Northward from the Río Palmar, the Los Ranchos-La Villa boundary cannot be readily traced for more than a few kilometers, and lateral change in the two formations again is responsible. Eastward in the subsurface, the physical character of the Los Ranchos changes in more pronounced manner so that there is no distinction from the La Villa; both formations are represented largely by claystones. This change in facies may also involve loss of section from the base of the Los Ranchos to the Cuiba formation.

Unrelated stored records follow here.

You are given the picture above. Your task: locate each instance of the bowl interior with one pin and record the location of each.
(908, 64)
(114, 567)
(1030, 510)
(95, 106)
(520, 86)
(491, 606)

The Los Ranchos evidently was deposited in a zone more or less parallel to the Perijá mountain front and reflects tectonic activity and erosion in the region to the west. Related tectonic events and approximately correlative time appear to be represented by the El Guayabo group of the Río de Oro area. Sutton (1946, p. 1704), aptly uses the term Los Ranchos in an equivalent sense to the term Los Melones for the Manuelote syncline area, Río Guasare, and in so doing has recognized the existing lithologic and sectional affinity of these two units. The problem of regionally separating the Los Ranchos from the La Villa justifies the use of the term "Arimpia group" for undifferentiatedd mapping of the two formations. Age for the Los Ranchos post-dates the Cuiba and Macoa units which evidently were deposited in early stages of the Miocene. Therefore middle Miocene or probable upper Miocene age might be reasonably assigned to the Los Ranchos. So far as is known, faunal content is restricted to rare occurrence of foraminifera of the genera Miliammina. Other faunal suites that sometimes have been assigned to the Los Ranchos (e.g. the suite listed for the Calentura-1 well, Liddle, 1946, p. 484), probably represent formations subjacent to the Los Ranchos and have been erroneously assigned.